Sedimentary rocks from Cambrian through Permian age fill the basin. The sedimentary column is thickest, in excess of 40000 ft, at the southern edge, next to the upfaulted Wichita-Amarillo uplift. The basin has an especially thick section of Pennsylvanian rocks, up to 15000 ft thick. The sedimentary column is only 2000 feet thick on its northern and western flanks.

==Natural resources==

===Natural gas===
The basin holds one of the most prolific natural gas reserves in North America, with ultimate gas production in excess of 100 Tcuft of gas. In 2010, the U.S. Geological Survey estimated that the Anadarko Basin held 27.5 trillion cubic feet of natural gas and 410 million barrels of natural gas liquids (NGL).

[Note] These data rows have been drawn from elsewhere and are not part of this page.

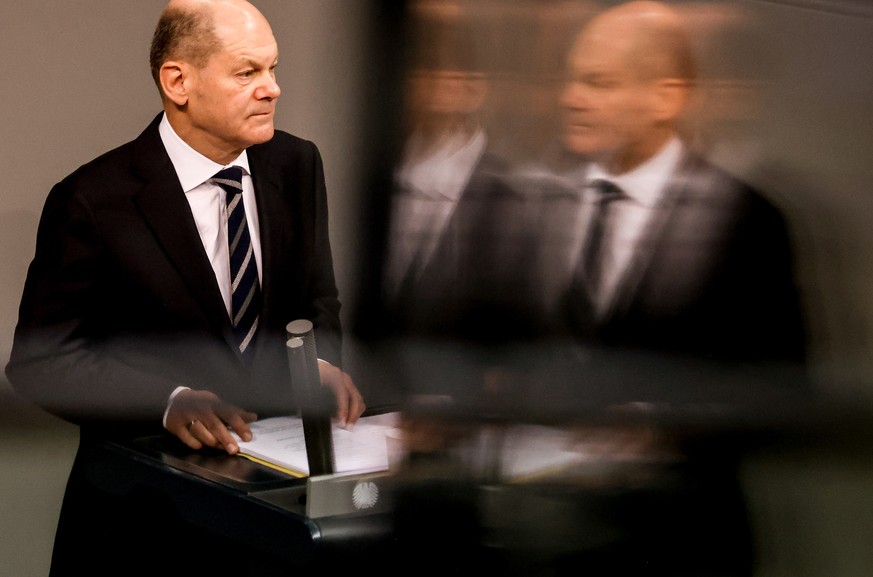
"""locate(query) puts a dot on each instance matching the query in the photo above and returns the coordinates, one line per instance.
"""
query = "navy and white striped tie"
(245, 288)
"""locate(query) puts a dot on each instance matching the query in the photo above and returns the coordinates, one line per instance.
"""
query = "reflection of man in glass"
(450, 224)
(691, 260)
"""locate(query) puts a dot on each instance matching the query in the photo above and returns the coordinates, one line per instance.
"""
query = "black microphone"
(315, 411)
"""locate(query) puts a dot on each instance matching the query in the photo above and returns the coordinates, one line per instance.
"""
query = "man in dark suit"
(687, 312)
(127, 319)
(692, 261)
(444, 289)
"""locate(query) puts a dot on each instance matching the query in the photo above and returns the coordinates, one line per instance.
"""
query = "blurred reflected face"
(437, 92)
(232, 100)
(607, 106)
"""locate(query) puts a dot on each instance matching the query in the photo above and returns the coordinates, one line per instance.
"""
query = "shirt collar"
(645, 183)
(192, 168)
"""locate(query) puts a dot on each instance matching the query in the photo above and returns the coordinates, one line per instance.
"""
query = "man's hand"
(349, 402)
(200, 418)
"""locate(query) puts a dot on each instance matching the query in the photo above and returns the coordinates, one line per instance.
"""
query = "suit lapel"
(164, 207)
(272, 223)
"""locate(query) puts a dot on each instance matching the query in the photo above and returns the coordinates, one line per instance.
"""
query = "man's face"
(607, 106)
(232, 99)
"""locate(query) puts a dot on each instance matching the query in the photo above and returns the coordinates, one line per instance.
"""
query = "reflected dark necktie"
(245, 289)
(596, 248)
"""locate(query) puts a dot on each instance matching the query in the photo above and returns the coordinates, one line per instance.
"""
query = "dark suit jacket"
(709, 308)
(120, 304)
(444, 325)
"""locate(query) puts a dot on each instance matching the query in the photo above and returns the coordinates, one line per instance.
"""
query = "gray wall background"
(75, 83)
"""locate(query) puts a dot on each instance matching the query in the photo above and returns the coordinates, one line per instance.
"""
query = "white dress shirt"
(208, 205)
(209, 208)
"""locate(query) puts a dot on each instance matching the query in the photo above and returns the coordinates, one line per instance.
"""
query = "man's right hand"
(201, 418)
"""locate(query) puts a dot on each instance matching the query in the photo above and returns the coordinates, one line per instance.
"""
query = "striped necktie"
(245, 289)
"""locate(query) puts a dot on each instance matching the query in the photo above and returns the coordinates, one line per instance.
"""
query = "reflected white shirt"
(644, 187)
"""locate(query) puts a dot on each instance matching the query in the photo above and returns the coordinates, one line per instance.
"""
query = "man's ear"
(671, 96)
(173, 76)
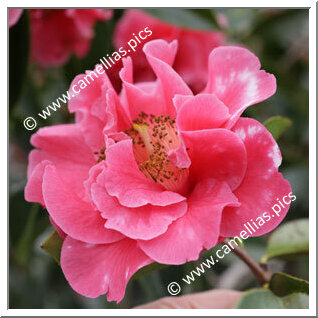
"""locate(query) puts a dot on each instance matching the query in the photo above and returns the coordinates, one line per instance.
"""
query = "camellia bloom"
(156, 174)
(14, 16)
(191, 61)
(58, 33)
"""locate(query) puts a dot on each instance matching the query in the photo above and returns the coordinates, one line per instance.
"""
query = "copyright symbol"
(174, 289)
(29, 123)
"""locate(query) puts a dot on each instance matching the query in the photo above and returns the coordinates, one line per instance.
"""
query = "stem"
(262, 275)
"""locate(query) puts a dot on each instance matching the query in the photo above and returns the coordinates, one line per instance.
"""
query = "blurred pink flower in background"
(58, 33)
(14, 16)
(156, 174)
(194, 47)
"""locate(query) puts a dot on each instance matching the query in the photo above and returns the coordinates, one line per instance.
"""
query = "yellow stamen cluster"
(153, 136)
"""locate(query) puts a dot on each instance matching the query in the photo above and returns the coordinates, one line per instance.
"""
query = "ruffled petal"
(145, 222)
(94, 270)
(198, 229)
(262, 184)
(203, 111)
(74, 216)
(160, 56)
(236, 79)
(65, 147)
(217, 153)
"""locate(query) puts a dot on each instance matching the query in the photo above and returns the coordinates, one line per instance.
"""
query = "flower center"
(153, 137)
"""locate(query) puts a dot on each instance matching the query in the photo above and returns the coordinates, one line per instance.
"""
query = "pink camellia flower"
(58, 33)
(14, 16)
(156, 174)
(191, 60)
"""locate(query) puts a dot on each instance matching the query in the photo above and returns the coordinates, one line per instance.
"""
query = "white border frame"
(312, 164)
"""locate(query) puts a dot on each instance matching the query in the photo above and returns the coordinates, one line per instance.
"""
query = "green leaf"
(265, 299)
(296, 301)
(148, 269)
(289, 239)
(277, 125)
(282, 284)
(53, 245)
(183, 17)
(259, 299)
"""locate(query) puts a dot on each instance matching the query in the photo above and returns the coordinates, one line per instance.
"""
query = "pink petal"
(94, 270)
(145, 222)
(74, 216)
(203, 111)
(198, 229)
(218, 153)
(65, 147)
(126, 182)
(262, 183)
(160, 55)
(142, 97)
(236, 79)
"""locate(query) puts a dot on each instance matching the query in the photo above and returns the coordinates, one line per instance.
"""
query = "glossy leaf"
(277, 125)
(289, 239)
(282, 284)
(259, 299)
(296, 301)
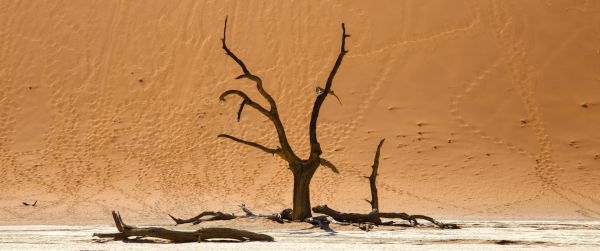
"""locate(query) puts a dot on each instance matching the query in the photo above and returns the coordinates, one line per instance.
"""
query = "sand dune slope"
(489, 108)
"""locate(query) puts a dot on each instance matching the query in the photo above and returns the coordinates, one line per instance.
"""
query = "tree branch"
(253, 144)
(315, 147)
(328, 164)
(374, 198)
(273, 112)
(198, 218)
(246, 101)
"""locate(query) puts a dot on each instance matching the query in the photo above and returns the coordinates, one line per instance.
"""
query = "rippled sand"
(558, 235)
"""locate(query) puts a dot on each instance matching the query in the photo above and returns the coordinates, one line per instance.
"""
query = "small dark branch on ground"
(200, 217)
(126, 231)
(366, 221)
(285, 215)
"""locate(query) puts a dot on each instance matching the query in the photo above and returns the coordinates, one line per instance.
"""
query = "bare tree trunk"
(303, 169)
(301, 198)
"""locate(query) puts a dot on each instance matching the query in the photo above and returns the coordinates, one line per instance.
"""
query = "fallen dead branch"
(366, 221)
(285, 215)
(126, 231)
(200, 217)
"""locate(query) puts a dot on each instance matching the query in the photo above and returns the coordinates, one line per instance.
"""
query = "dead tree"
(302, 169)
(126, 231)
(375, 216)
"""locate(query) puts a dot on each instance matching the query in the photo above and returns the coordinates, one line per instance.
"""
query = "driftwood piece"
(285, 215)
(374, 217)
(199, 218)
(126, 231)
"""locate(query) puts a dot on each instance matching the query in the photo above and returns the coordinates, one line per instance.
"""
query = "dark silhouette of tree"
(302, 169)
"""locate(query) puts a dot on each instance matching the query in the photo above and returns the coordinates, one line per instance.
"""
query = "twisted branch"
(272, 113)
(253, 144)
(328, 164)
(315, 147)
(374, 198)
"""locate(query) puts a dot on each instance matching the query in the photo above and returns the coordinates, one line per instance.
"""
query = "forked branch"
(247, 74)
(253, 144)
(271, 113)
(315, 147)
(246, 101)
(328, 164)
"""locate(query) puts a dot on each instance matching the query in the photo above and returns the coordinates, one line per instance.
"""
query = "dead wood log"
(199, 218)
(285, 215)
(374, 217)
(126, 231)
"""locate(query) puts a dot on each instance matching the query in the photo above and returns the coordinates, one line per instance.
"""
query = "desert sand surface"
(490, 109)
(480, 235)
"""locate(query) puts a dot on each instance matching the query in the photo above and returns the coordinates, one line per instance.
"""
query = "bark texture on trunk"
(303, 174)
(303, 169)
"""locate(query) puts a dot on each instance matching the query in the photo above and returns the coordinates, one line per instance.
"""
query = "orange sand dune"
(490, 108)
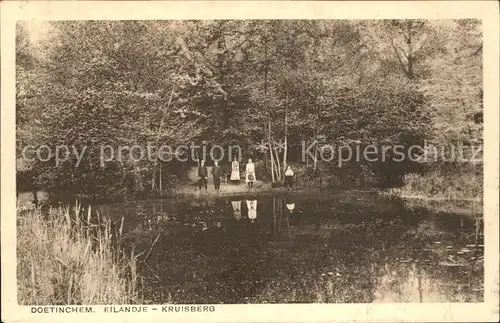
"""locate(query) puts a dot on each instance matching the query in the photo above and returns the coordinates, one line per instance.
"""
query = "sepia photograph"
(191, 163)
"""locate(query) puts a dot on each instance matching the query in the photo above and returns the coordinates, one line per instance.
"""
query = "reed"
(63, 258)
(466, 186)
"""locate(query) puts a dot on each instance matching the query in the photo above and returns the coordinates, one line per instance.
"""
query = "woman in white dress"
(235, 171)
(250, 173)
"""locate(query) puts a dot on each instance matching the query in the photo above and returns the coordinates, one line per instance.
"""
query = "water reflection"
(304, 250)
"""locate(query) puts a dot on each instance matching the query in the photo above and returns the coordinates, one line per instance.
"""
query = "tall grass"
(438, 186)
(62, 258)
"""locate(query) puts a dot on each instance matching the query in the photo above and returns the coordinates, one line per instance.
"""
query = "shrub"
(64, 259)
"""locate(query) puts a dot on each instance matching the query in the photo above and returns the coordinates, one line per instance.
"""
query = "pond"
(288, 248)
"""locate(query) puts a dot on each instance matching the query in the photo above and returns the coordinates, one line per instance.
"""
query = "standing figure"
(235, 170)
(202, 175)
(250, 173)
(216, 173)
(236, 209)
(252, 209)
(289, 177)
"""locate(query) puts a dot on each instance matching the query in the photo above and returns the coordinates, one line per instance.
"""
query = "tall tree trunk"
(161, 187)
(285, 153)
(278, 166)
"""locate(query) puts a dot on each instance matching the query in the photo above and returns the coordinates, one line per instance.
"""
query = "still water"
(292, 249)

An IHS Markit's report estimated more than 200 trillion cubic feet of natural gas in the basin. It is also the 5th-largest natural gas formation area in the United States.

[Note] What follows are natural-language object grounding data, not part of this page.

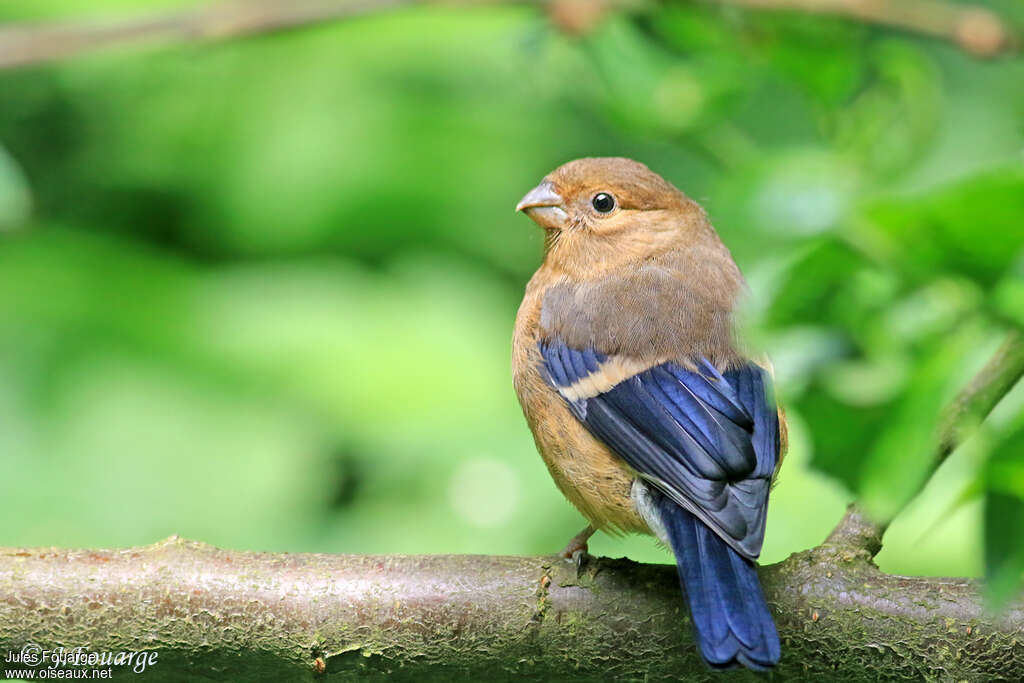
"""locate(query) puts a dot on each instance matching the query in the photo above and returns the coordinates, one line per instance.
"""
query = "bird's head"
(611, 202)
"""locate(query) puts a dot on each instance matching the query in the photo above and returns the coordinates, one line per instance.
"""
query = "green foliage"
(260, 293)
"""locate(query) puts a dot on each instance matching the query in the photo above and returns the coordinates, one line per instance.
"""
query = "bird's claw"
(580, 558)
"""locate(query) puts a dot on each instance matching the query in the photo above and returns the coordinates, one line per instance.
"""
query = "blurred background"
(260, 293)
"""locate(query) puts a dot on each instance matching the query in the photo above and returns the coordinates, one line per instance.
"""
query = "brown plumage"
(652, 283)
(625, 352)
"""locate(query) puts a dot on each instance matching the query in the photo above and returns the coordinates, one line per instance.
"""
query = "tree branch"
(975, 29)
(214, 614)
(855, 531)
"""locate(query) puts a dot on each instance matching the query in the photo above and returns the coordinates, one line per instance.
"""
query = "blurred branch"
(29, 43)
(977, 30)
(215, 614)
(970, 407)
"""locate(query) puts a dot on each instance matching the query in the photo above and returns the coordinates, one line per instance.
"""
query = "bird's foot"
(577, 548)
(580, 558)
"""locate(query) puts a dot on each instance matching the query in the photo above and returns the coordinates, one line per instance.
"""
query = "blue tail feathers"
(730, 616)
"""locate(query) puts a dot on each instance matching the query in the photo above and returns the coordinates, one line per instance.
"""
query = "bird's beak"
(544, 206)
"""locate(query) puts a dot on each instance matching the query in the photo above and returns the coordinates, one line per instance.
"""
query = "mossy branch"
(215, 614)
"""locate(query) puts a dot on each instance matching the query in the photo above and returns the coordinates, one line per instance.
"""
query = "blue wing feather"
(709, 440)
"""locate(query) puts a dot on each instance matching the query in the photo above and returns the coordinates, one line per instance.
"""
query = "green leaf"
(902, 457)
(15, 200)
(1004, 546)
(973, 227)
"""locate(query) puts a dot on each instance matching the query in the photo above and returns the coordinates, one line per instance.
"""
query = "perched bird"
(644, 408)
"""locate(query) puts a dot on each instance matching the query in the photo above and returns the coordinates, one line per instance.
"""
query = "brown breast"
(589, 474)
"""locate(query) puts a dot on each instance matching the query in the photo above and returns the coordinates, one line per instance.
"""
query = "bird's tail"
(730, 616)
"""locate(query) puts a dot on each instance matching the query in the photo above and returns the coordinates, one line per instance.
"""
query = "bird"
(648, 412)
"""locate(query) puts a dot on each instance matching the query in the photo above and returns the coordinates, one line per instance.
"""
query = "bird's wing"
(707, 439)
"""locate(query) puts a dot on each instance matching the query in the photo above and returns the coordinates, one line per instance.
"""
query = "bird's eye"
(603, 202)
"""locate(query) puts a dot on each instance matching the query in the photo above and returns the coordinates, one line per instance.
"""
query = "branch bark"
(975, 29)
(214, 614)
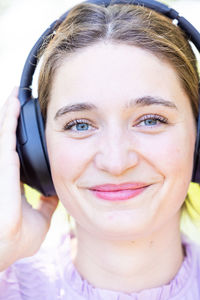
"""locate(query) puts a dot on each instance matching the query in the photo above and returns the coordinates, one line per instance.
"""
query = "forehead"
(113, 73)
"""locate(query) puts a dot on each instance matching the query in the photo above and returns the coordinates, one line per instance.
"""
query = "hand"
(22, 228)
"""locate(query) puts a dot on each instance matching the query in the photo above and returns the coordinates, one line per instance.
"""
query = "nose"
(116, 154)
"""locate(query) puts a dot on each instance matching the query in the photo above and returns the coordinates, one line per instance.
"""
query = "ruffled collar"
(178, 286)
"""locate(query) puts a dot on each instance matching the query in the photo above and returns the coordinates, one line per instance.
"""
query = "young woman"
(118, 89)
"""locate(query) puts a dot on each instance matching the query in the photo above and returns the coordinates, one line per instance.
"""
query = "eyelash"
(153, 117)
(72, 123)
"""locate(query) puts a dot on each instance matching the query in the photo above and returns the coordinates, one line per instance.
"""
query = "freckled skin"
(116, 151)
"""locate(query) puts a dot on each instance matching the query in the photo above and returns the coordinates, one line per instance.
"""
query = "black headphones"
(31, 145)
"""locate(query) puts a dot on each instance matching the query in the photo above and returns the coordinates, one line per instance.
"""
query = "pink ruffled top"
(50, 275)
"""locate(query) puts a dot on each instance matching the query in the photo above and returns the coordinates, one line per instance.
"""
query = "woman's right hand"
(22, 228)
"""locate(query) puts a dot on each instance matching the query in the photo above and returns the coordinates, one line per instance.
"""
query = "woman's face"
(120, 137)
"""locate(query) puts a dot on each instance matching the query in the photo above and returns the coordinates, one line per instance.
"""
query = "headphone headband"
(31, 145)
(31, 62)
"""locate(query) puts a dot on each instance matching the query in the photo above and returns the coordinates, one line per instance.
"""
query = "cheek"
(69, 159)
(171, 153)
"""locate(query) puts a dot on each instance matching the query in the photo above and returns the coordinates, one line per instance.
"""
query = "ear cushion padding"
(31, 147)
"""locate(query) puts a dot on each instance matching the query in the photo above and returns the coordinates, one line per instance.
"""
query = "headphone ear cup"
(31, 147)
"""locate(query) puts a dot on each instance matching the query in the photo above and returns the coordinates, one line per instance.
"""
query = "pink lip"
(113, 192)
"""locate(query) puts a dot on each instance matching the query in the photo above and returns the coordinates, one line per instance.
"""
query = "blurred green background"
(21, 23)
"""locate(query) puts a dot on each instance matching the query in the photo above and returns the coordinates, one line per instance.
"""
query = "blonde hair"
(88, 24)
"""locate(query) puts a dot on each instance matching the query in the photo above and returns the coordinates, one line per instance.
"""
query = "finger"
(47, 206)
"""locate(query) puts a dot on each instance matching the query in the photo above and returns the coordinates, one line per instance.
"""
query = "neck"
(130, 266)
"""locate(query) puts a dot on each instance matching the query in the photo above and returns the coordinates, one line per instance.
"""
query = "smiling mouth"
(112, 192)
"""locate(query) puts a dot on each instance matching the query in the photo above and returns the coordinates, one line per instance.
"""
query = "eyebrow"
(143, 101)
(73, 108)
(149, 100)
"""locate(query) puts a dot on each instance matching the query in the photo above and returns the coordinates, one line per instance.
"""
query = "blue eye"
(82, 126)
(152, 121)
(78, 125)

The Lone Star Bertha Rogers well in Beckham County, Oklahoma held the record as the world's deepest producing well in 1974-1979. It has subsequently been surpassed by several other deep wells, see deepest artificial point. It was drilled to a depth of 31441 feet.

===Crude Oil===
In 2010, the U.S. Geological Survey estimated that the Anadarko Basin held 495 million barrels of oil. In 2019, IHS Markit estimated that unconventional reservoirs in unrisked technically recoverable resources of the basin account for 16 billion barrels.

===Brine===
The brine in the Pennsylvanian Morrow Formation in the Anadarko Basin contains about 300 parts per million iodine, and is the only current commercial source of that element in the United States. Three companies extract iodine from brine produced as a byproduct of natural gas production from depths of 5000 ft to 13000 ft. Iodine production in 2005 was 1,570 tonnes. The Woodward Iodine company plant is 3.7 mi west of Woodward, Oklahoma and uses a 6600 ft deep well north of the city, while the IOCHEM plant 2.5 mi east of Vici, Oklahoma extracts the brine from a 9800 ft deep well. North American Brine Resources operates a plant near Dover, Oklahoma.

===Helium===
Some natural gas in the basin has unusually high helium content (greater than 0.3%). Helium is recovered from produced natural gas as a byproduct. According to the Bureau of Land Management, Helium reserves in the Anadarko basin account for almost one billion cubic meters.